Ancora un podio per Nicola Larini

Partito in pole position per la prima volta da quando corre al volante di una Chevrolet Lacetti, Nicola Larini sul tracciato ex-F.1 ha raccolto 11 punti...

Partito in pole position per la prima volta da quando corre al volante di una Chevrolet Lacetti, Nicola Larini sul tracciato ex-F.1 ha raccolto 11 punti che lo riportano nei Top 10 in campionato, al settimo posto. Le due gare sono state vinte dalle Seat Leon Turbodiesel di Rickard Rydell e del pilota locale Tiago Monteiro.
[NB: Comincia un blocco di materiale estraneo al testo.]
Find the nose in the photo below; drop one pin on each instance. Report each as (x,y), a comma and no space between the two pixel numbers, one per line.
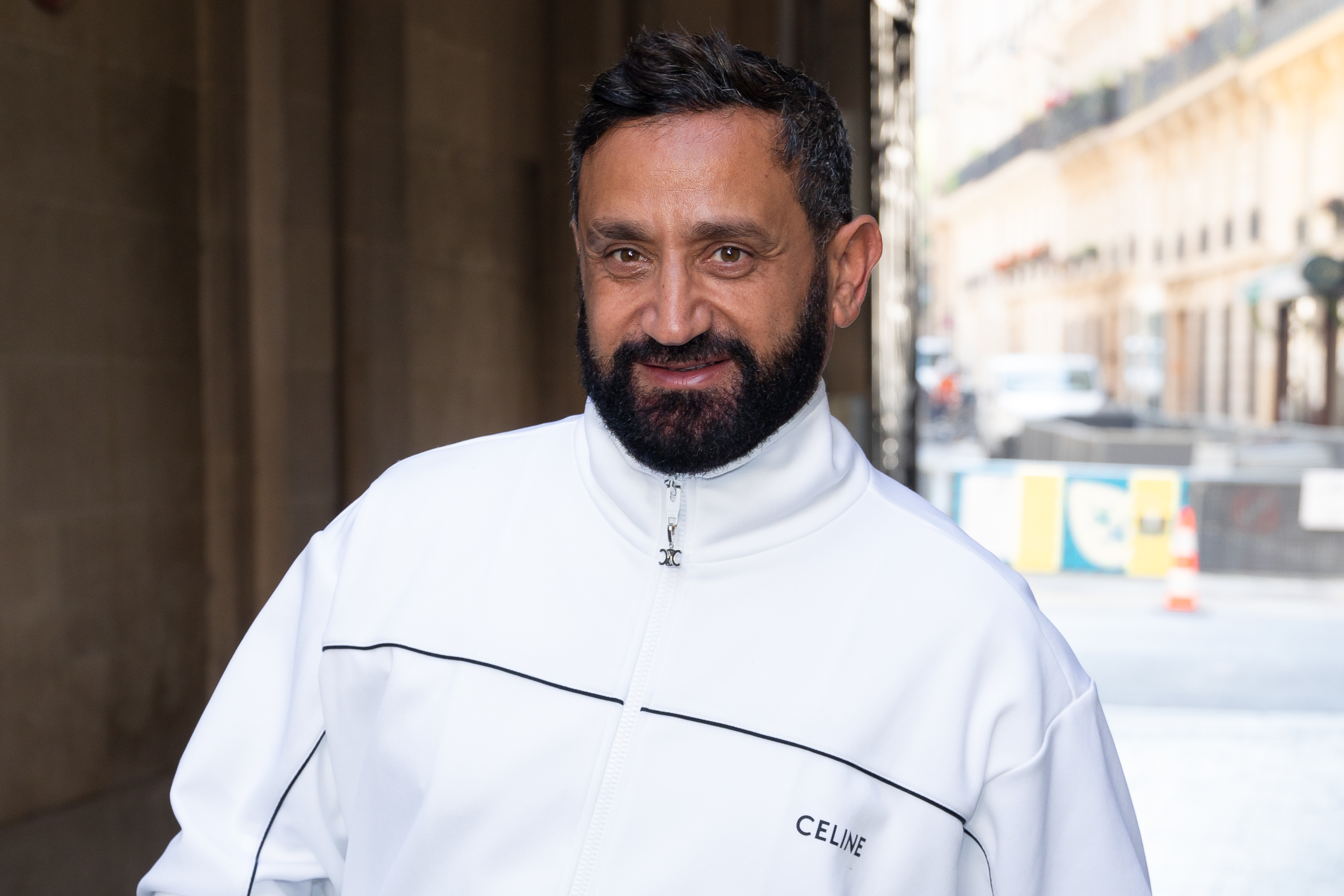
(678,311)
In Gara 1 Larini è stato in lotta per la vittoria fino al traguardo, come ha raccontato lui stesso alla fine delle due corse in programma: «Ero in pole position e sono partito come meglio difficilmente sarebbe stato possibile, considerate le caratteristiche delle nostre Chevrolet: purtroppo avendo vicino delle Seat questo non è stato sufficiente perché Rickard Rydell che partiva accanto a me in prima fila mi ha passato come un razzo grazie alla spinta del motore turbodiesel, mentre lo stesso ha fatto il suo collega Yvan Muller che addirittura partiva in terza fila ed alla prima curva era già davanti a me e dietro a Rydell, che gli ha preso subito un piccolo di margine. Ho dovuto aspettare il terzo giro per scavalcare il mio collega francese, ma ho dovuto aspettare che facesse uno sbaglio alla prima curva per infilarmi. Poi non ho avuto difficoltà a riportarmi alle spalle del primo, ma a quel punto non c'è stato niente da fare per il primo posto, e non perché la mia Chevrolet non fosse veloce, anzi come dimostra il fatto che ho segnato il giro più veloce della corsa. Purtroppo però Estoril, che pure è un tracciato che mi piace, è fatta così: se ti trovi dietro, anche se le turismo hanno poco carico aerodinamico perdi quel poco carico che hai e rischi di rovinare le gomme e superare diventa un'impresa. La Seat al comando non è calata come usura di gomme nel corso della gara, e io sono stato appiccicato al paraurti di Rydell, ho provato a cambiare anche qualche traiettoria, ma senza successo, anzi al penultimo giro per cercare di inventare qualcosa alla prima curva sono andato anche a bordo pista ed ho perso qualcosa. Onestamente non credo che sarebbe cambiato qualcosa, solo che sarei arrivato al traguardo a mezzo secondo invece che ad otto decimi dal vincitore.

Nella seconda corsa partendo in quarta fila sulla griglia a posizioni invertite non pensavo di poter ottenere chissà quale risultato, perché ad Estoril come dicevo è arduo superare. In ogni modo ho fatto tre sorpassi, prima su Rydell, poi con Joerg Mueller e con Jordi Géné. La mia Chevrolet era ancora in piena forma e mi ha supportato benissimo, infatti al terzo giro quando cercavo di andare a riprendere Géné ho fatto ancora il giro più veloce come nella prima corsa. Dopo aver superato lo spagnolo sono andato a riprendere anche il mio compagno Rob Huff che era quinto, ma ormai non c'era più tempo e la mia domenica si è conclusa con la sesta posizione. E undici punti in totale. Viste le prossime piste in calendario credo che dovrò aspettare un po' per riprovarci, fino a Imola o Monza. Ma nelle gare non si può mai sapere: non mi lagnerei di certo».